2. Children participate in decisions affecting them and are taken seriously
- Set up a youth advisory group at your club – get input from children and young people often
- Allow kids to provide feedback in a way that’s friendly to them e.g., a suggestions box, social media survey
- Talk to kids about safety at your club, let them know how you keep them safe
3. Families and communities are informed and involved
- Communicate with families about your child safety approach, often and in a variety of ways e.g., newsletter, website, induction, parent handbooks etc..
- Get input from families on your club policies and practices.
4. Equity is promoted and diversity respected
- Make sure all children have access to information, support and complaints processes - this could be written, online, signage or pictures
- Give particular attention to the needs of Aboriginal and Torres Strait Islander children, children with disability, and children from culturally and linguistically diverse backgrounds.

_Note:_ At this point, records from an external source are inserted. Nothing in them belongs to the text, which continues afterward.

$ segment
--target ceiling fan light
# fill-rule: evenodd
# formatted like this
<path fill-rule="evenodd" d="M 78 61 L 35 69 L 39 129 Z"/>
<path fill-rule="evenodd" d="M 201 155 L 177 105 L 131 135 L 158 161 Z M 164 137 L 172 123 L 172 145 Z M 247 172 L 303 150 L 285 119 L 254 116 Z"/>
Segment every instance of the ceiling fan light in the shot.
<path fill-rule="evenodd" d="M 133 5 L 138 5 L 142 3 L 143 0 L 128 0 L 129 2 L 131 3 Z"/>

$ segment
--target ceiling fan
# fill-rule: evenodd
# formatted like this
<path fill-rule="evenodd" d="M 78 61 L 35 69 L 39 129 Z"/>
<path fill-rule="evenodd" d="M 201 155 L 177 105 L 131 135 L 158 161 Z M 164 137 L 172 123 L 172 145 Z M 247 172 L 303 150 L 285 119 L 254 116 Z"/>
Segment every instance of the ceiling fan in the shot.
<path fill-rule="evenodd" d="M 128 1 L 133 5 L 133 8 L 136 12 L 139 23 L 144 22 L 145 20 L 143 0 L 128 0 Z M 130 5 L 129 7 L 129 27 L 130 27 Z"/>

5. People working with children are suitable and supported
- Relevant staff and volunteers have working with children checks as required by the relevant law in the state or territory
- Be aware, when teams travel, working with children check requirements vary between states/territories
- Use accredited coaches and officials
- All staff and volunteers receive an appropriate induction
- Recruitment, paid and voluntary, emphasises child safety
- Supervision and people management has a child safety focus.
6. Processes to respond to complaints of child sexual abuse are child focused
- Have a child focussed complaint handling policy
- Complaint handling processes are understood by children, staff, families and volunteers
- Encourage everyone to come forward and report misconduct by kids or adults
- Complaints are taken seriously, responded to promptly and thoroughly, and reporting, privacy and employment law obligations are met. It is important to notify the relevant authorities if there is a suspicion or disclosure of child abuse.
7. Staff and volunteers are continually trained and educated
- Staff and volunteers receive training on child protection and your club’s child safe practices
- Relevant staff and volunteers receive training on the nature and indicators of child abuse.
8. Physical and online environments minimise opportunities for abuse to occur
- Risks in the online and physical environment are identified and mitigated eg. signs, posters and codes of conduct in visible areas
- The online environment is used in accordance with the clubs code of conduct and relevant policies. Read more on social media.
9. Child safe standards are continually improved and reviewed
- Your club regularly reviews and improves child safe practices
- Complaints and concerns are reviewed for continuous improvement.
10. Policies and procedures document how your sport organisation is child safe *
- Policies and procedures address all child safe organisation elements
- Policies and procedures are accessible and easy to understand
- Leaders champion and model compliance with policies and procedures
- Staff and volunteers understand and implement the policies and procedures.
* When it comes to policy, it's also important for clubs to check:
- child safe standards that may be required in your state or territory. Check the National Child Safe Principles developed by the Australian Human Rights Commission and any child safe standards and principles in your states and territory. Check your specific state or territory information here.
- working with children check (or equivalent) requirements for your state or territory.
- child safe guidelines and policies that your national/state/peak body may have in place for you to follow. These must comply with the relevant state/territory laws.